Ho testato prima il terreno facendo una piccola bonifica – spiega il sig. Antonio – ripulendolo da materiale di risulta, costituito per lo più da mattoni e pietre di tufo, assicurandomi non ci fossero elementi inquinanti. Ho zappato la terra ed è stata una bella faticaccia!” Poi continua: “ho recintato l’area con l’aiuto di Salvatore Esposito, attuale vice presidente, e iniziato a sperimentare la coltivazione di piantine di pomodori e melanzane e dopo mesi a raccogliere i primi ortaggi, segno che il terreno era in buona salute“.

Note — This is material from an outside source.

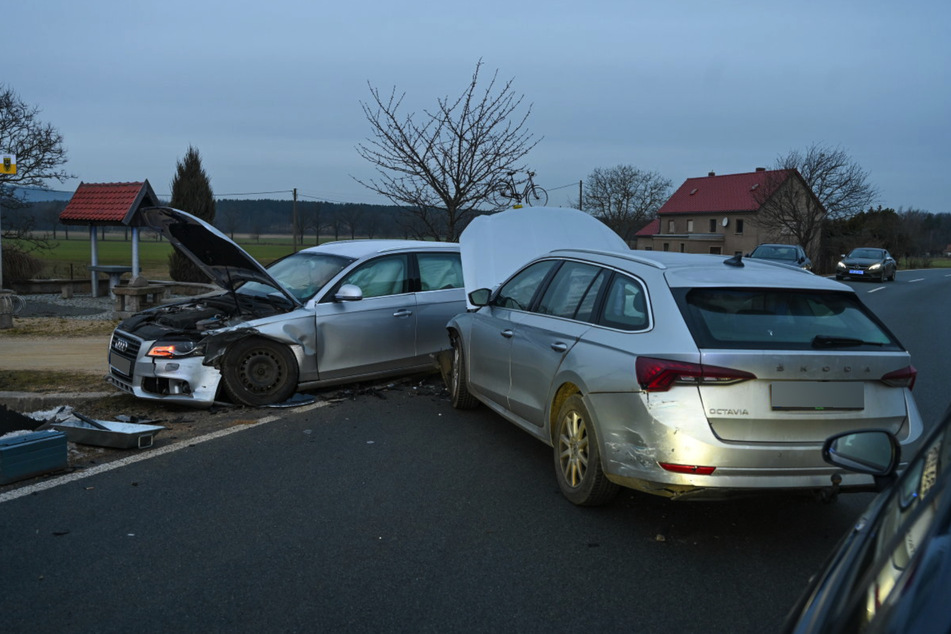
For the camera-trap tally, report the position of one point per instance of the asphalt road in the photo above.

Attuando a pieno i principi di agricoltura sostenibile, gli orti urbani nel parco di Scampia sono un vero esempio di coltura biologica nel bel mezzo della città. Il concime utilizzato per il terreno infatti è tutto naturale. “Abbiamo realizzato una compostiera dove metto fasci d’erba, fondi di caffè, cenere derivante da legno puro (quindi non pallet e derivati, ci tiene a specificare il sig. Antonio!), scarti di frutta e verdura, per ottenere così il concime per l’orto (dopo un processo di decomposizione di circa un anno – ndr)”. Quindi è un orto naturale 100% dove non c’è spazio ad agenti chimici.

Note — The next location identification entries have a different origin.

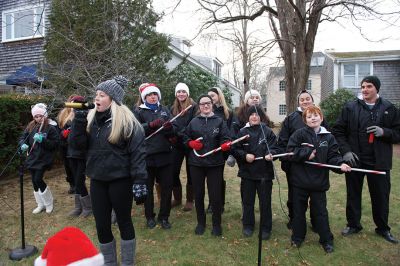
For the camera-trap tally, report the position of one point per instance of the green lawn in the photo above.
(180, 246)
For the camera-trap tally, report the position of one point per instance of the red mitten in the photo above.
(65, 133)
(167, 125)
(156, 123)
(226, 146)
(195, 144)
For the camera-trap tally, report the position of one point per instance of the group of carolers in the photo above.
(118, 148)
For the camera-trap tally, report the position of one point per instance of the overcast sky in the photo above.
(185, 21)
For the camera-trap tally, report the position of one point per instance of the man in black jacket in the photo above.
(366, 131)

I prodotti biologici degli orti urbani di Scampia

L’orto vanta di colture tipiche di ogni stagione. Un esempio? Finocchi, fave, broccoli nella stagione autunnale, e pomodori, zucchine, melanzane e peperoni nel periodo estivo. Ma la vera punta di diamante dell’orto sono i funghi. Sì, proprio così! L’habitat infatti è stato riprodotto dal Sig. Antonio con minuzia e grande abilità, servendosi solo di prodotti naturali e…tanto ingegno! “Tutti quelli che hanno assaggiato i funghi dell’orto – dice orgoglioso – mi hanno fatto i complimenti!” Dal viso sorridente del sig. Antonio ho intuito che nel corso degli anni le azioni esemplari de I pollici verdi hanno contribuito a scuotere le coscienze di alcuni residenti di Scampia, rendendoli più responsabili e partecipi alla tutela del bene pubblico.

Orto didattico: la collaborazione con le scuole

Dopo i primi successi ottenuti dalla raccolta degli ortaggi, il sig. Antonio ha condiviso la sua passione e la sua esperienza con le scuole del quartiere. E’ così che dal 2018 gli orti urbani del parco di Scampia si prestano ad essere anche orto didattico, campo di pratica e di divertimento per gli alunni delle materne, elementari e medie della zona.

Ogni anno da aprile in poi – racconta il sig. Antonio – gli alunni delle scuole Sandro Pertini ed Elsa Morante di Scampia contribuiscono alla coltivazione delle piantine e alla raccolta degli ortaggi“. Entusiasmo e grande partecipazione da parte delle scolaresche. “Con il progetto dell’orto didattico – continua – cerchiamo di trasferire ai più giovani la cura del bene comune e il rispetto dell’ambiente e della natura” valori importanti in un quartiere difficile come Scampia e in una città come Napoli dove il verde urbano è spesso oggetto di incuria e degrado.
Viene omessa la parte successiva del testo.